La Hollande of toch niet?
Dus hop, in de auto naar Monflanquin, een middeleeuws stadje op drie kwartier rijden van onze gîte. Onderweg is het rustig en kunnen we, als de Franse boer met zijn trekker is gestopt om ons voorbij te laten gaan, lekker doorrijden.
Monflanquin is een bastide, een stad die in de 13e eeuw is gesticht, met een rechthoekig stratenpatroon, dat de stad verdeelt in acht huizenblokken rondom een centraal marktplein. En kijk, we hebben geluk, het is markt. Altijd leuk om even overheen te lopen en de geuren van verse kaasjes en knoflookworstjes op te snuiven en te genieten van het gezellige gekeuvel en geroezemoes van de mensen die elkaar hier ontmoeten.

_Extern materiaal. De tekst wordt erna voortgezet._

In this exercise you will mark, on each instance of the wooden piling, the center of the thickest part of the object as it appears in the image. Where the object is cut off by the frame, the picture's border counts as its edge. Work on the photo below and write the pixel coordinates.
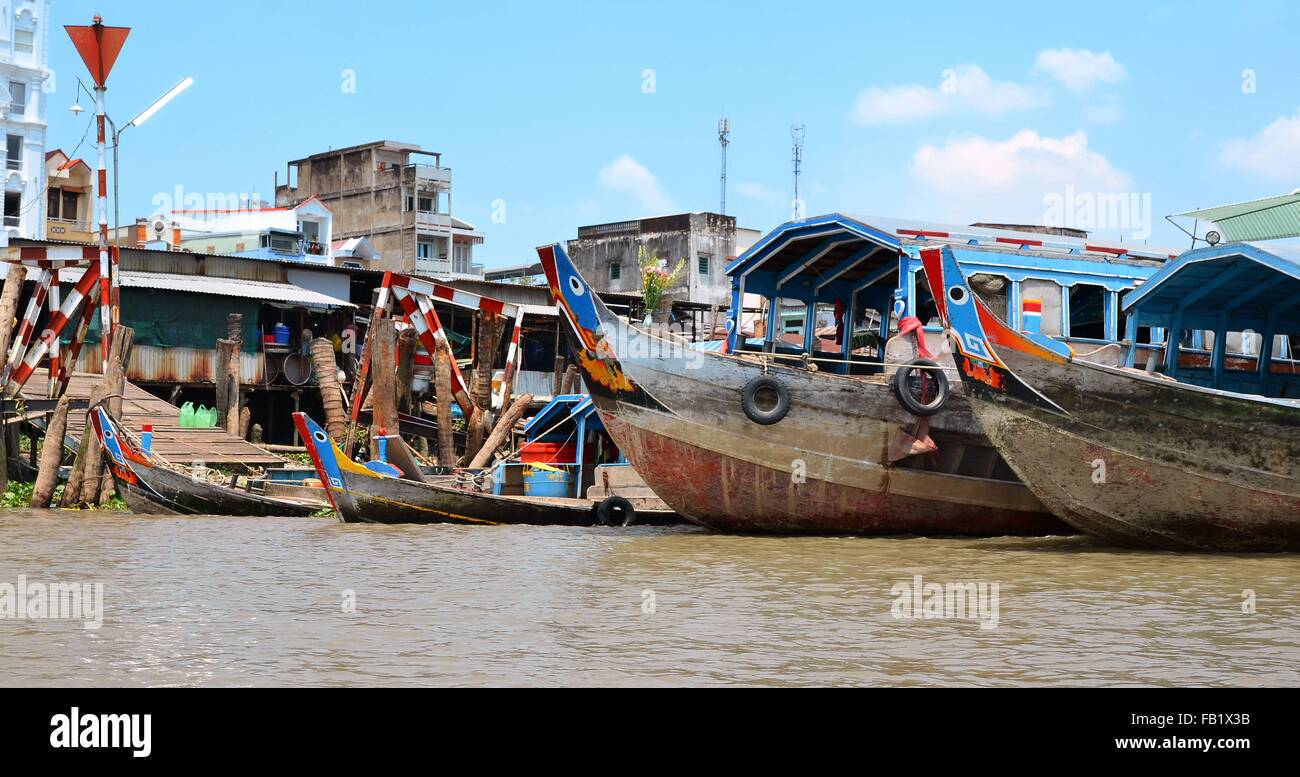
(325, 369)
(501, 434)
(384, 403)
(407, 339)
(51, 455)
(9, 299)
(442, 387)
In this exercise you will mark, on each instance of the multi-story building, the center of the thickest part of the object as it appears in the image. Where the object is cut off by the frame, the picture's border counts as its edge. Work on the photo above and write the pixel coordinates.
(24, 69)
(69, 199)
(607, 254)
(395, 194)
(298, 233)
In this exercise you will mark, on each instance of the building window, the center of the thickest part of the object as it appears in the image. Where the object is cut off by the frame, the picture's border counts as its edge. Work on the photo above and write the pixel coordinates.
(17, 98)
(12, 208)
(14, 151)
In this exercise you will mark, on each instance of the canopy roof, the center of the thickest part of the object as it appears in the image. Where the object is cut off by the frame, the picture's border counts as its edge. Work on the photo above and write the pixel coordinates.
(1248, 282)
(1257, 220)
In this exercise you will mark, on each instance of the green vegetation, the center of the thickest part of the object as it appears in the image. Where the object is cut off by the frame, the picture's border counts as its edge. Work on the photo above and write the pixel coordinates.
(20, 495)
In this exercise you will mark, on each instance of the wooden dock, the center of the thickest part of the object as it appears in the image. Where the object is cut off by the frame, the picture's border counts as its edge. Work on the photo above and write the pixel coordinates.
(172, 442)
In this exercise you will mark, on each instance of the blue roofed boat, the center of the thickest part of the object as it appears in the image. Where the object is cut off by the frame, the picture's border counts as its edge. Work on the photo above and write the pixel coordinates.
(785, 430)
(1200, 450)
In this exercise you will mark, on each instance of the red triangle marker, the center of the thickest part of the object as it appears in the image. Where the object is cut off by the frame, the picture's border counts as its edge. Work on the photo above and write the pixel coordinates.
(98, 47)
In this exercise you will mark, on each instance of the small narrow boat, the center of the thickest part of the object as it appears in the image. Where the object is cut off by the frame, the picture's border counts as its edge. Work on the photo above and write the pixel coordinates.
(1158, 460)
(365, 495)
(148, 485)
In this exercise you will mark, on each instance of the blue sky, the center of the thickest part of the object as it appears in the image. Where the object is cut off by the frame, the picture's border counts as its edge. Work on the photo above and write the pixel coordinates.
(939, 111)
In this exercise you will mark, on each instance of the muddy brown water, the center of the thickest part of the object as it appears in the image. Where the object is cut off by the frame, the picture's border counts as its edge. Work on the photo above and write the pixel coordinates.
(255, 602)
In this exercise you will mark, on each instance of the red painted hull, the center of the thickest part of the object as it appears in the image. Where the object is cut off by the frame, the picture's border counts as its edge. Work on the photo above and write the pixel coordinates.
(729, 494)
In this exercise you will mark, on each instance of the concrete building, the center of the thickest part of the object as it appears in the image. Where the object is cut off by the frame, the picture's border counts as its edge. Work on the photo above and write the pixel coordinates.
(395, 194)
(606, 254)
(24, 69)
(69, 199)
(299, 233)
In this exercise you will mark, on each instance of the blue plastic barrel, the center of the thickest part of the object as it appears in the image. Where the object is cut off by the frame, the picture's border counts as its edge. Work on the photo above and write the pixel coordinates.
(538, 482)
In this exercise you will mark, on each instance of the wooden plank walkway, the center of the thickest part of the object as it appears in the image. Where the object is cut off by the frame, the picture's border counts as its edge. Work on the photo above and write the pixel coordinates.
(176, 445)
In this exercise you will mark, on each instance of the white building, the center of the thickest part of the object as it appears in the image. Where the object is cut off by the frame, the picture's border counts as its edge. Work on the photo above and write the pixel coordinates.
(24, 73)
(300, 233)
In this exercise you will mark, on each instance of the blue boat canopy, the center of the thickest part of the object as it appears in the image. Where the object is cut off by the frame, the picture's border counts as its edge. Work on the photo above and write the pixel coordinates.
(867, 267)
(1244, 282)
(1235, 291)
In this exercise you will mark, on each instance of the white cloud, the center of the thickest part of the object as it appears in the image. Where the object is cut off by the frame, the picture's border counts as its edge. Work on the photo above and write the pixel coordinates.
(1104, 113)
(965, 89)
(1079, 69)
(628, 176)
(976, 178)
(1273, 152)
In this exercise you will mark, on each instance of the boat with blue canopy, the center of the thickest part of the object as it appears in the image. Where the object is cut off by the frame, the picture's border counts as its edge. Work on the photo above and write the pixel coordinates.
(1194, 447)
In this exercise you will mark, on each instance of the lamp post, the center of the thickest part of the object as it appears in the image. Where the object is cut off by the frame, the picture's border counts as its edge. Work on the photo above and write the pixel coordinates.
(117, 134)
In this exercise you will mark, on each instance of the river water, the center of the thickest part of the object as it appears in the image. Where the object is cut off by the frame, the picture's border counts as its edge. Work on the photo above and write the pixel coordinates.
(254, 602)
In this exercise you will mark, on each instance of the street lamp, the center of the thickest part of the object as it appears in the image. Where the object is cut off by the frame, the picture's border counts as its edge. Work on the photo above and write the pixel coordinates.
(117, 133)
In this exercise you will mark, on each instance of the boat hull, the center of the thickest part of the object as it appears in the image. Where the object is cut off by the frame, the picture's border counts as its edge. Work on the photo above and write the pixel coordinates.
(364, 496)
(148, 489)
(1148, 464)
(1129, 458)
(824, 468)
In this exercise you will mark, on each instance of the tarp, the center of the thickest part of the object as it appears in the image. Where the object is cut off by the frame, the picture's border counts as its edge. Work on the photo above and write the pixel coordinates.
(159, 318)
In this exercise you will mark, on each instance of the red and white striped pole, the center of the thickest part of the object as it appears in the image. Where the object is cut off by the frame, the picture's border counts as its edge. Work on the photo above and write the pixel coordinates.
(99, 47)
(105, 317)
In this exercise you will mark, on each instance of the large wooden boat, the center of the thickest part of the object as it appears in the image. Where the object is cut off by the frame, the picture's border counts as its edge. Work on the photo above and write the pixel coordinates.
(1144, 459)
(818, 460)
(362, 495)
(150, 486)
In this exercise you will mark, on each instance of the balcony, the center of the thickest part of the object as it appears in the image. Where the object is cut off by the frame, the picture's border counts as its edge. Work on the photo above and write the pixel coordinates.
(437, 221)
(69, 229)
(432, 173)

Ook hier zijn de asperges in het seizoen, we zien een kraam met een overdaad aan het witte goud. De marktkoopman ziet ons lopen en schat ons in als potentiële kopers, want hij roept ons toe: ‘Asperges de la Hollande!’ ‘Ah! De la Hollande!’ reageer ik met chauvinistisch enthousiasme, waarop hij me wat verward aankijkt en herhaalt: “de la lande…”. Oh! Hihi… Oeps… mummel ik schaapachtig. Dat Frans is soms toch best lastig… 😬
Ook in de hoek van het marktplein op het terrasje is het een drukte van belang. Dertien graden of niet, heel Monflanquin drinkt er koffie. Wij dus ook. Na ons tweede bakkie en nog geen zes euro armer, lopen we nog even langs de kerk en beginnen dan aan onze rondwandeling. Daar zijn we tenslotte voor gekomen.

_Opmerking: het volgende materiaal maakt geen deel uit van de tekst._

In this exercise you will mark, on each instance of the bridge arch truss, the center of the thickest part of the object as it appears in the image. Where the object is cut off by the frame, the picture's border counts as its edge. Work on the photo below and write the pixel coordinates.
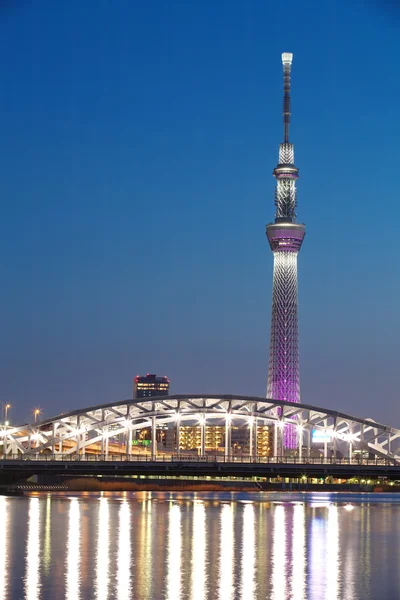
(75, 432)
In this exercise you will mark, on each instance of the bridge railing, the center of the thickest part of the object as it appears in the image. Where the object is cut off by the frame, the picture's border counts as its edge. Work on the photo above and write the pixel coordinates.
(170, 458)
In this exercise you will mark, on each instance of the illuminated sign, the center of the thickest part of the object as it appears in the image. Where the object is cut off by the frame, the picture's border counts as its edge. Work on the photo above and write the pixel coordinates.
(320, 436)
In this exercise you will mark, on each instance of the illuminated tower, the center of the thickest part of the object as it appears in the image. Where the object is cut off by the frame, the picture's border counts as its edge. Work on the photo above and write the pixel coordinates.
(285, 237)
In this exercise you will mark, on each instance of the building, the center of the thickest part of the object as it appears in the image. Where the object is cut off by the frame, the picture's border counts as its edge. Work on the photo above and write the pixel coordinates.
(190, 439)
(285, 237)
(148, 386)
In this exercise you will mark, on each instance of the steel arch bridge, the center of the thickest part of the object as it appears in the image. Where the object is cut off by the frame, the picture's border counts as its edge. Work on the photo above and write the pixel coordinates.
(91, 428)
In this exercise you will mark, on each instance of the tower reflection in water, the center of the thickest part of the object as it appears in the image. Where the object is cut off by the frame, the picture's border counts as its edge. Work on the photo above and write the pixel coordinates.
(124, 566)
(174, 553)
(199, 548)
(227, 549)
(73, 552)
(32, 580)
(4, 538)
(299, 553)
(177, 548)
(102, 555)
(279, 574)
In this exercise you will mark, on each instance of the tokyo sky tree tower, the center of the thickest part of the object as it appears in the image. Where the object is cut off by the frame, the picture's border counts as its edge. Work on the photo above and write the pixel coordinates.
(285, 237)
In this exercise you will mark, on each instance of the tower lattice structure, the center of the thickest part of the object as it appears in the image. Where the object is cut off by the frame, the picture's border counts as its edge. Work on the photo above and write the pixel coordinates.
(285, 237)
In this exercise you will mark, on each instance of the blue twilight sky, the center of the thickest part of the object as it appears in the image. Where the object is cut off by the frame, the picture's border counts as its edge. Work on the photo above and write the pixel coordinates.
(138, 141)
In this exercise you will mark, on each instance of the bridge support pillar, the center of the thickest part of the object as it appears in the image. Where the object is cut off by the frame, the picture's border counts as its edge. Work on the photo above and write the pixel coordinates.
(153, 437)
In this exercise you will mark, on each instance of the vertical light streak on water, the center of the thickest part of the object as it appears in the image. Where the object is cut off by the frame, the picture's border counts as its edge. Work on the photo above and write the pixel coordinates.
(102, 556)
(73, 577)
(47, 536)
(4, 546)
(174, 552)
(248, 590)
(148, 552)
(32, 577)
(226, 553)
(316, 561)
(298, 553)
(199, 548)
(279, 574)
(143, 552)
(124, 587)
(332, 555)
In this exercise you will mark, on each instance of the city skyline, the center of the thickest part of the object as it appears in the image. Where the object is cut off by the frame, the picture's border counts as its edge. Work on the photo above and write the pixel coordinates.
(136, 185)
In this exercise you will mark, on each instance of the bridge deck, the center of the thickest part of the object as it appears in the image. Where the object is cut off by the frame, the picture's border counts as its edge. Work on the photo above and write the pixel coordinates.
(206, 467)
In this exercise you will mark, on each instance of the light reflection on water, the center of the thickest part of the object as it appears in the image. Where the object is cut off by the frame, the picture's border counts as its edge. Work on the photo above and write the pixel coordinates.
(73, 550)
(32, 578)
(198, 546)
(102, 554)
(124, 552)
(226, 553)
(3, 538)
(174, 553)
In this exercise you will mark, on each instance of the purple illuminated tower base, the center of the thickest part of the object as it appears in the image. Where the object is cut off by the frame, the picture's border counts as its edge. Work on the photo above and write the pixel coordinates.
(285, 237)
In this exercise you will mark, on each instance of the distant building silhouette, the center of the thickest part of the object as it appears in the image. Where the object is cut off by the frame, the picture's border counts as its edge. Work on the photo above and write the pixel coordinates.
(148, 386)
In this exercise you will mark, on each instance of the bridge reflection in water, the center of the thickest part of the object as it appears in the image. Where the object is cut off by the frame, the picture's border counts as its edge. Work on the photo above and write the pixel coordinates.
(174, 546)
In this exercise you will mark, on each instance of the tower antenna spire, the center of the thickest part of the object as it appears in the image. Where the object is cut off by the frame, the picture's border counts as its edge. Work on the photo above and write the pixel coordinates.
(287, 58)
(285, 238)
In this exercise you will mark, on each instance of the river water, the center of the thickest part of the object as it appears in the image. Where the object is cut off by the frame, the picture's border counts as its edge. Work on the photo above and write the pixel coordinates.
(197, 546)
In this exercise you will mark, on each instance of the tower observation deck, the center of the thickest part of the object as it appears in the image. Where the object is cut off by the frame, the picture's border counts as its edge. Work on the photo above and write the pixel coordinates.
(285, 237)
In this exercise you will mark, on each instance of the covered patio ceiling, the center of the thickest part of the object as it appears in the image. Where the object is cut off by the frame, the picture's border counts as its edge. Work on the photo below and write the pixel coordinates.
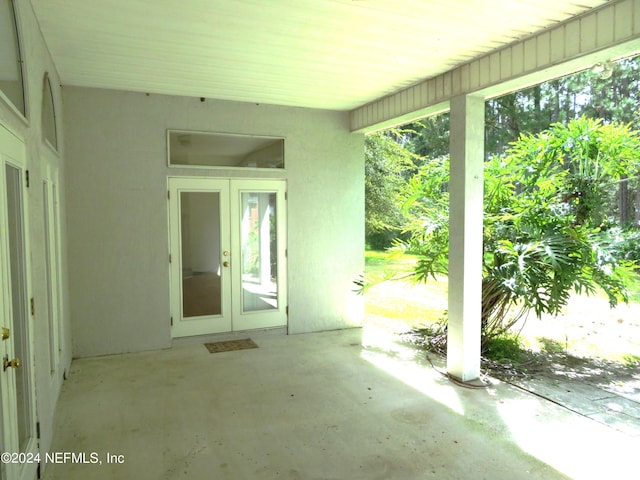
(329, 54)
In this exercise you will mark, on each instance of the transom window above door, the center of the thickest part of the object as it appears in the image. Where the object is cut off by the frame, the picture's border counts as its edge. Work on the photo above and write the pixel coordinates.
(202, 149)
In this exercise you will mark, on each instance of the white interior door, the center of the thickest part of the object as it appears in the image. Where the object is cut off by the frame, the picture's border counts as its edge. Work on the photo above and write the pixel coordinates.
(18, 407)
(228, 255)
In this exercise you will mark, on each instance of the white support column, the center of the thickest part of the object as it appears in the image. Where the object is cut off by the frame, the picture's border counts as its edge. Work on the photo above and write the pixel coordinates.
(465, 236)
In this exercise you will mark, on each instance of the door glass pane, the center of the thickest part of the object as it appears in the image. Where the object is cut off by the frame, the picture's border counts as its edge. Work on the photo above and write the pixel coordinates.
(201, 265)
(259, 251)
(15, 208)
(50, 277)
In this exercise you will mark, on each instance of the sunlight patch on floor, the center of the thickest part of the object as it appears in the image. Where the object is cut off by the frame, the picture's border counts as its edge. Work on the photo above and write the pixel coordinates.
(384, 352)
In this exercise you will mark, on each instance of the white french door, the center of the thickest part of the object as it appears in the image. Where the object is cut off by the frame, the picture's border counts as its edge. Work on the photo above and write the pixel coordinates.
(228, 255)
(17, 405)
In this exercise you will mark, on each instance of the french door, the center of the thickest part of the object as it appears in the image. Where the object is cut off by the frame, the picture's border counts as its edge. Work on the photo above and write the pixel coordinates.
(17, 405)
(228, 255)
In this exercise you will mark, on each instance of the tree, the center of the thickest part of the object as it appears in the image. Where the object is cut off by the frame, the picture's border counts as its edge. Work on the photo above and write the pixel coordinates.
(546, 230)
(386, 165)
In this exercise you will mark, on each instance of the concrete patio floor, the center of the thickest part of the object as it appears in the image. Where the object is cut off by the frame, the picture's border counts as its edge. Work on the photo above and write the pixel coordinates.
(353, 404)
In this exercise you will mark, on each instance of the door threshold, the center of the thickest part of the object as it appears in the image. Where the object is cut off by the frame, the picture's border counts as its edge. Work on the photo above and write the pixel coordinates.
(220, 337)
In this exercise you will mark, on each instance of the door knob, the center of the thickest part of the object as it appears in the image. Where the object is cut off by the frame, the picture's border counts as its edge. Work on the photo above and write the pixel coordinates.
(6, 363)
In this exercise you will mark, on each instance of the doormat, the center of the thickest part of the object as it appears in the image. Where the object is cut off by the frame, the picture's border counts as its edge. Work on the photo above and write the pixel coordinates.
(230, 345)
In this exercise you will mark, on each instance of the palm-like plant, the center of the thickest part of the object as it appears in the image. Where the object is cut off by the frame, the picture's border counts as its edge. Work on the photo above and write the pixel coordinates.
(546, 232)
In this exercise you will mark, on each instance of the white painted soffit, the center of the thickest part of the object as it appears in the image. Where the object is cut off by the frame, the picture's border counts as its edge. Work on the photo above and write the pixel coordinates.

Monflanquin mag dan haar oorsprong hebben in de Middeleeuwen, nu heeft het een moderne villawijk en een voetbalveld. Daar moeten we eerst doorheen en langs, voordat de wandeling de moeite waard wordt. Maar dan ligt de Franse natuur aan onze voeten. Letterlijk, want we nemen een zandpad door de velden. Of noem je het in dit geval een kleipad? De lucht is grijs, maar het is droog en best lekker wandelweer. We hebben wat je zegt ‘goede moed’. Dat is ook wel nodig, want door de stukken in het hoge weidegras zijn mijn waterdichte leren laarzen met recordsnelheid doorweekt geraakt, zo voel ik aan mijn langzaam vollopende, op extra absorptie ingestelde, wandelsokken. Als ik goed luister, hoor ik het ook. Sop. Sop. Sop. Sop.
Madeliefjes en middelteentjes
Het mag de pret niet drukken, het is hier prachtig. Het heuvellandschap laat zich zelfs met dit weer zien in duizend verschillende tinten. Veel tijd om daarop te letten is er overigens niet, want elke stap moet zorgvuldig worden uitgemeten, nu we ons op een glibberig glijpad naar beneden bevinden. Dit wordt bepaald niet vergemakkelijkt door de wildgroei aan klei onder onze laarzen. Met elke stap groeien we een centimeter, zodat we na een kwartiertje een aanzienlijke groei hebben doorgemaakt en door het landschap ploegen met laarzen die inmiddels een kilootje extra wegen. Voortdurend op onze hoede om vooral niet uit te glijden, balanceren we als twee bejaarden tijdens hun eerste koorddansles. Om het kwartier stoppen we om met wat stokken en stenen de veelheid aan klei-etages te verwijderen. Alleen Bobbi heeft er geen last van, die dartelt lichtvoetig als Rakker uit Lady en de Vagebond over de met madeliefjes en paardenbloemen bezaaide weiden. Af en toe steekt ze tijdens het passeren even een middelteentje op tegen een blaffende boerderijhond, om vervolgens met arrogant opgeheven kop haar weg te vervolgen. Kijk mij, ik ben lekker vrij!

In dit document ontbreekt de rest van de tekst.